Fredo Corleone — Fredo Corelone was smart. Not stupid like everybody says. Nerds, Geeks, and Dweebs are all smart – just in different ways. from godfather.wikia.com

I love learning, so I am not one to complain about spending time exploring new concepts. However I would argue that my difficulties represent a much bigger issue plaguing advances in data stewardship: communication issues. It’s actually quite obvious why these communication problems exist. There are a lot of smart people involved in data, all of whom have very divergent backgrounds. I suggest that the smart people can be broken down into three camps: the nerds, the geeks, and the dweebs. These stereotypes should not be considered insults; rather they are an easy way to refer to scientists, librarians, and computer types. Check out the full venn diagram of nerds here.

The Nerds. This is the group to which I belong. We are specially trained in a field and have in-depth knowledge of our pet projects, but general education about computers, digital data, and data preservation are not part of our education. Certainly that might change in the near future, but in general we avoid the command line like the plague, prefer user-friendly GUIs, and resist any learning of new software, tools, etc. that might take away from learning about our pet projects.

The geeks. Also known as computer folks. These folks might be developers, computer scientists, information technology specialists, database managers, etc. They are uber-smart, but from what I can tell their uber-smart brains do not work like mine. From what I can tell, geeks can explain things to me in one of two ways:

“To turn your computing machine on, you need to first plug it in. Then push the big button.”
“First go to bluberdyblabla and enter c>*#&$) at the prompt. Make sure the juberdystuff is installed in the right directory, though. Otherwise you need to enter #($&%@> first and check the shumptybla before proceeding.”

In all fairness, (1) occurs far less than (2).
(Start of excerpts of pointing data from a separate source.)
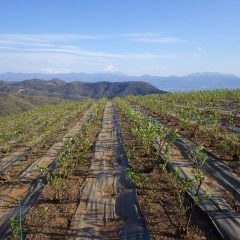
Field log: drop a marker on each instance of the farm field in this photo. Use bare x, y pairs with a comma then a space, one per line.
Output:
161, 166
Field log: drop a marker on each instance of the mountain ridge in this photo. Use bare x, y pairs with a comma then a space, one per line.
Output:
194, 81
77, 89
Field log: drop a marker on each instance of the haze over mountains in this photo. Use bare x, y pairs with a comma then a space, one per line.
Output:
76, 89
196, 81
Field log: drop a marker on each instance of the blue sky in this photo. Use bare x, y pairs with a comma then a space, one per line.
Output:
158, 37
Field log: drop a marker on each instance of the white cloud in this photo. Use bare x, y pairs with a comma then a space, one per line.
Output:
152, 38
158, 40
109, 69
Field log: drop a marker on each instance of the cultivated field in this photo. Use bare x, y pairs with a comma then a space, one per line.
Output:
162, 166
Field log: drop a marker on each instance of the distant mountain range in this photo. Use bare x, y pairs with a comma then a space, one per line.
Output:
196, 81
76, 89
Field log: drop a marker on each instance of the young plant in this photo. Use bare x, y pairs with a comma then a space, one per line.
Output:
14, 228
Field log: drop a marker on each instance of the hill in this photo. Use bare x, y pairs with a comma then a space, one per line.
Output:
76, 89
12, 103
196, 81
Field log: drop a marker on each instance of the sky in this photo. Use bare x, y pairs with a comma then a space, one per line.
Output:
135, 37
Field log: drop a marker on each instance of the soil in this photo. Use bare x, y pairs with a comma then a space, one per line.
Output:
50, 218
200, 137
158, 202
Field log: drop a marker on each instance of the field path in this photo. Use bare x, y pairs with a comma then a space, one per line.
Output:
108, 208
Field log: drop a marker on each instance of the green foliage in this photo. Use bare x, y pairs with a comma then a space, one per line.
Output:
14, 228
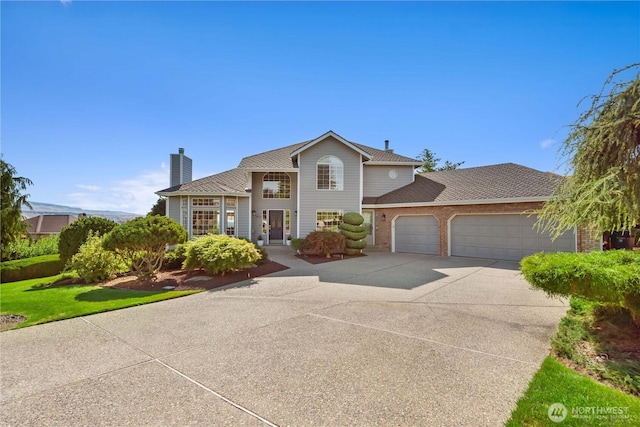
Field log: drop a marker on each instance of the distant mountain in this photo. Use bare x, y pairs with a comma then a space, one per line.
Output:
51, 209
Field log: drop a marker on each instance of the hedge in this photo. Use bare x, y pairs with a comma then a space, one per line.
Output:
31, 268
606, 277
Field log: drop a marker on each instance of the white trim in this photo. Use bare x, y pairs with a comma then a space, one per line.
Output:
325, 136
298, 185
274, 169
458, 203
196, 194
330, 164
391, 163
267, 240
575, 229
361, 186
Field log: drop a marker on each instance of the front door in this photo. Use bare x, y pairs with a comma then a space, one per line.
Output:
276, 227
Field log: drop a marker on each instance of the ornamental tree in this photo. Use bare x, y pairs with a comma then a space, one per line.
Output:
74, 235
354, 233
142, 241
12, 198
602, 189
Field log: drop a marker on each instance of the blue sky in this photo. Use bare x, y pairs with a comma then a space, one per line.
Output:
96, 95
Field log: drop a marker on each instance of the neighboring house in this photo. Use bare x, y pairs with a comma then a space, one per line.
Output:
45, 225
293, 190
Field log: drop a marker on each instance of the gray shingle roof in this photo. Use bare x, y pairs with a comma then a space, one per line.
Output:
280, 158
232, 181
495, 182
43, 224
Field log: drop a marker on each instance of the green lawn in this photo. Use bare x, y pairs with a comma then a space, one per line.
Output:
586, 402
40, 302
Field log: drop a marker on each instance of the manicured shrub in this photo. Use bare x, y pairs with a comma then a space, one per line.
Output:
354, 232
219, 254
605, 277
28, 248
297, 244
94, 264
30, 268
356, 244
324, 243
75, 234
142, 242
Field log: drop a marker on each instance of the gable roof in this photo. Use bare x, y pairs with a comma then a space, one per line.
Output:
231, 182
234, 181
331, 133
486, 184
47, 224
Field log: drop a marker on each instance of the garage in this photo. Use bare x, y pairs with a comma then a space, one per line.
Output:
505, 237
416, 234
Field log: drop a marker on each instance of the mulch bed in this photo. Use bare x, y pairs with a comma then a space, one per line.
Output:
320, 259
180, 279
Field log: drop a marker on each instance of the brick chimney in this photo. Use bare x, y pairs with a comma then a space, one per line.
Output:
180, 168
386, 146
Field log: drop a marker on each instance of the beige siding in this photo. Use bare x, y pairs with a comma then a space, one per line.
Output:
378, 180
173, 208
312, 199
242, 217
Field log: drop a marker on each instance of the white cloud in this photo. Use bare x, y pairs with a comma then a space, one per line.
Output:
135, 194
88, 187
547, 143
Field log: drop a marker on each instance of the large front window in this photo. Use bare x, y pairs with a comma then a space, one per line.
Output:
276, 185
328, 220
205, 216
330, 171
205, 222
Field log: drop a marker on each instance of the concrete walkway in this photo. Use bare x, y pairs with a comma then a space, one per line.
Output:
386, 339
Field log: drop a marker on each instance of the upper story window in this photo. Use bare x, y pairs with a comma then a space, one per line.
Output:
276, 185
330, 173
206, 201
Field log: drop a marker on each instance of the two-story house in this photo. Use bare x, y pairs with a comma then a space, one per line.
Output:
293, 190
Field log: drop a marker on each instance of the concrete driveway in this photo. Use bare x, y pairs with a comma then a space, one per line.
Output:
386, 339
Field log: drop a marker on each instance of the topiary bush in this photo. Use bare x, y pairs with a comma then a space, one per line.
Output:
29, 248
297, 244
606, 277
94, 264
219, 254
142, 242
325, 243
354, 232
30, 268
75, 234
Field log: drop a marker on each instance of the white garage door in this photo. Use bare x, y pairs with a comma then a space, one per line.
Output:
416, 234
508, 237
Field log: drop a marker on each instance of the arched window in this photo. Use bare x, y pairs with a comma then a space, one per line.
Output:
276, 185
330, 172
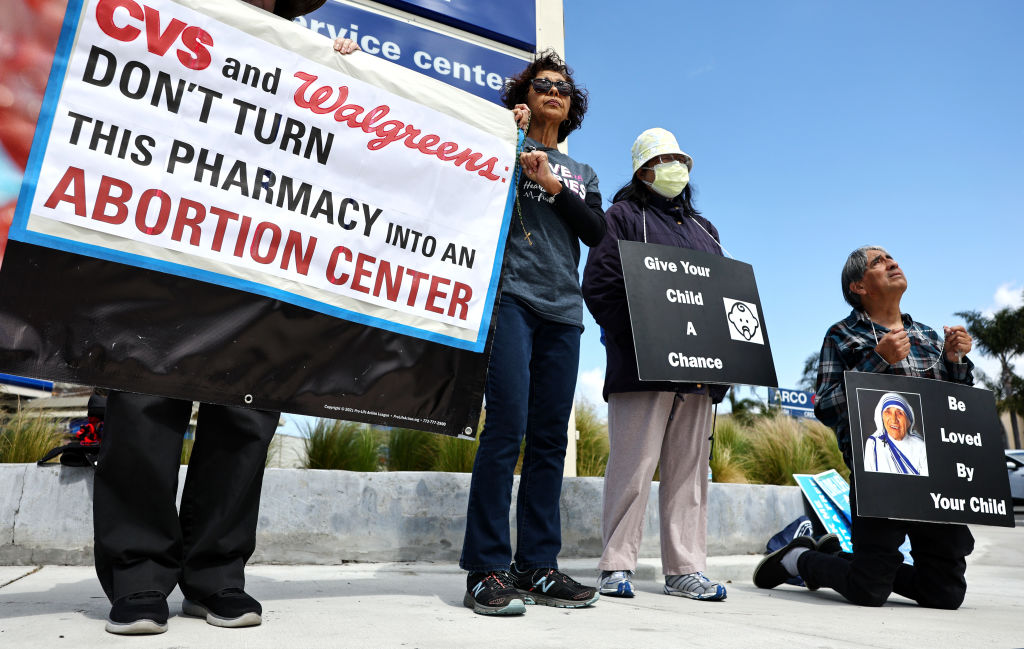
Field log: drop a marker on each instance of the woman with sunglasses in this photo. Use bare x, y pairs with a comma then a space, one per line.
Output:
534, 357
650, 422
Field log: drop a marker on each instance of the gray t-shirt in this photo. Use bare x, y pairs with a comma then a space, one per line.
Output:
544, 274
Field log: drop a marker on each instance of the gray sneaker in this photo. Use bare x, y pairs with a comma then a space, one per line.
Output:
694, 586
615, 582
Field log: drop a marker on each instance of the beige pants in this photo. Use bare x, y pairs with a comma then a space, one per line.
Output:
645, 427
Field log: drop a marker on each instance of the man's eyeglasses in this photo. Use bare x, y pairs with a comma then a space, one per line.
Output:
543, 85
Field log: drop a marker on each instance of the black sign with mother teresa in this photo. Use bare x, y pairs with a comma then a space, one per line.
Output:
696, 316
927, 450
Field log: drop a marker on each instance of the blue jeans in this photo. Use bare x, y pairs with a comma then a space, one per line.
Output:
530, 383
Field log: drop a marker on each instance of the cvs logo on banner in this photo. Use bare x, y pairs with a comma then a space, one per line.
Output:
193, 53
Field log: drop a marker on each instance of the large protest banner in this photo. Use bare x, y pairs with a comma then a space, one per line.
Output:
928, 450
211, 188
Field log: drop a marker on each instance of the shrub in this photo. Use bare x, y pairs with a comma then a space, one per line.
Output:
781, 446
456, 455
186, 446
338, 444
26, 438
411, 449
730, 445
592, 447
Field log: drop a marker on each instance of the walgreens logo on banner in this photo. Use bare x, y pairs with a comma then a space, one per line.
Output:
173, 144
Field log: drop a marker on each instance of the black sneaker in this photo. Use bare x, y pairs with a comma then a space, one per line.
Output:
229, 608
493, 594
829, 545
551, 588
770, 571
138, 614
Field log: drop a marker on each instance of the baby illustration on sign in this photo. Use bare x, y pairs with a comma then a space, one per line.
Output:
743, 320
896, 445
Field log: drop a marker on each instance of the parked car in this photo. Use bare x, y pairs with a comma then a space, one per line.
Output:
1015, 465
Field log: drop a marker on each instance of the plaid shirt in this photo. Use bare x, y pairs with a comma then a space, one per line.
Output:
849, 345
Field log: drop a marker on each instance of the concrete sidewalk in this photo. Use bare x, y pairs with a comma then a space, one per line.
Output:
420, 605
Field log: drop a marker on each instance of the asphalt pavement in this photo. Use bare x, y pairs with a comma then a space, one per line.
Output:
419, 605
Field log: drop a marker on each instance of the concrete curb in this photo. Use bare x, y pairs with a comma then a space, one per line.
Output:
332, 517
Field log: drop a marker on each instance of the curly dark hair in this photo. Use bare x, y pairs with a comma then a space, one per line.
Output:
517, 88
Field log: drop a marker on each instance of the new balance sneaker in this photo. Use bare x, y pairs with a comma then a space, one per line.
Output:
770, 572
493, 594
551, 588
229, 608
615, 582
694, 586
138, 614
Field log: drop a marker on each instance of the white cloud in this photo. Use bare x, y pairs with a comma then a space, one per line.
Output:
1007, 295
590, 383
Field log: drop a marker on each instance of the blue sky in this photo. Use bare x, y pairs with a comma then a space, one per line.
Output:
817, 127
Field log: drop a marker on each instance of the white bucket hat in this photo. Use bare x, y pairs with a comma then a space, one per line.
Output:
654, 142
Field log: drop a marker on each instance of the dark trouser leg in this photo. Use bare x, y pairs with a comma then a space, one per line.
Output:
867, 578
936, 578
220, 500
553, 374
135, 524
486, 545
877, 567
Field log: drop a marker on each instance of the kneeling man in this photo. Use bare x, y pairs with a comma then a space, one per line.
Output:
879, 337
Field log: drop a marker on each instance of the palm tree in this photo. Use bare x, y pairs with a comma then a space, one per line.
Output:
1001, 337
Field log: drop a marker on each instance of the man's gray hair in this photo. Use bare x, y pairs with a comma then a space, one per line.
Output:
853, 270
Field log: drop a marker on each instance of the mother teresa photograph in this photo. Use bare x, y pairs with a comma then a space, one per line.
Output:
897, 445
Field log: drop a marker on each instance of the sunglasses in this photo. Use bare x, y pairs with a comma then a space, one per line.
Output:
543, 85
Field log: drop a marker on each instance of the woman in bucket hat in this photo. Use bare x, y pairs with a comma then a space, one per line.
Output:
652, 423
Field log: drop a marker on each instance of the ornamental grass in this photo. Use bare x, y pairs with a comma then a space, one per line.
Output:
27, 437
341, 445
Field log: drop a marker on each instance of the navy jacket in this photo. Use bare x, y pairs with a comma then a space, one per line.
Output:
604, 292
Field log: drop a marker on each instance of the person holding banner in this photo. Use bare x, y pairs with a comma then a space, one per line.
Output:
878, 337
143, 547
652, 422
534, 358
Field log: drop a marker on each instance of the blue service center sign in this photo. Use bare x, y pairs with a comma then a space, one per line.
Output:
794, 402
470, 67
949, 442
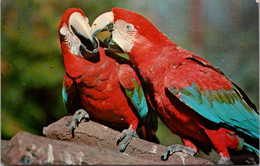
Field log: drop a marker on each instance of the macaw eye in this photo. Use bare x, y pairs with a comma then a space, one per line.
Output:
129, 27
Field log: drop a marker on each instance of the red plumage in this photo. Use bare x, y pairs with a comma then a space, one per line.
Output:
93, 85
166, 67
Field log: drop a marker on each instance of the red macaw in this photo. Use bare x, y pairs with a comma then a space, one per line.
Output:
98, 87
194, 99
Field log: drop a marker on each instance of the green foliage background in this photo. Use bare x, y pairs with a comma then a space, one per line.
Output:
32, 65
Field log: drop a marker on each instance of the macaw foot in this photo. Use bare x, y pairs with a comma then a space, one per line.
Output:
224, 161
128, 134
77, 118
177, 148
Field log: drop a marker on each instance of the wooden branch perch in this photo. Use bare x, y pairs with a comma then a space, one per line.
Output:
93, 143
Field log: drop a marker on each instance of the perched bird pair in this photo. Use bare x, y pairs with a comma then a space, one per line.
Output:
95, 86
194, 99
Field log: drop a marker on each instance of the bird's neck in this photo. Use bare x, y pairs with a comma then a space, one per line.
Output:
73, 63
148, 53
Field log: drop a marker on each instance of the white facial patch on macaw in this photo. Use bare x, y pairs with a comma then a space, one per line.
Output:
71, 40
124, 35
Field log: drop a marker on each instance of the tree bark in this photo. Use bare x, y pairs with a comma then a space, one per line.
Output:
93, 143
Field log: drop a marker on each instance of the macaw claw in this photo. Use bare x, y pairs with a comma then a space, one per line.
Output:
177, 148
77, 118
128, 134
But often you get (1) after trying to get clarification on (2). How to remedy this? First, geeks should realize that our brains don’t think in terms of directories and command line prompts. We are more comfortable with folders we can color code and GUIs that allow us to use the mouse for making things happen. That said, we aren’t completely clueless. Just remember that our vocabularies are often quite different from yours. Often I’ve found myself writing down terms in a meeting so I can go look them up later. Things like “elements” and “terminal” are not unfamiliar words in and of themselves. However the contexts in which they are used are completely new to me. That doesn’t even count the unfamiliar words and acronyms, like APIs, github, Python, and XML.

The dweebs. Also known as librarians. These folks are more often being called “information professionals”, but the gist is the same – they are all about understanding how to deal with information in all its forms. There’s certainly a bit of crossover with the computer types, especially when it comes to data. However librarian types are fundamentelly different in that they are often concerned with information generated by other people: put simply they want to help, or at least interact with, data producers. There are certainly a host of terms that are used more often by librarian types: “indexing” and “curation” come to mind. Check out the DCXL post on libraries from January.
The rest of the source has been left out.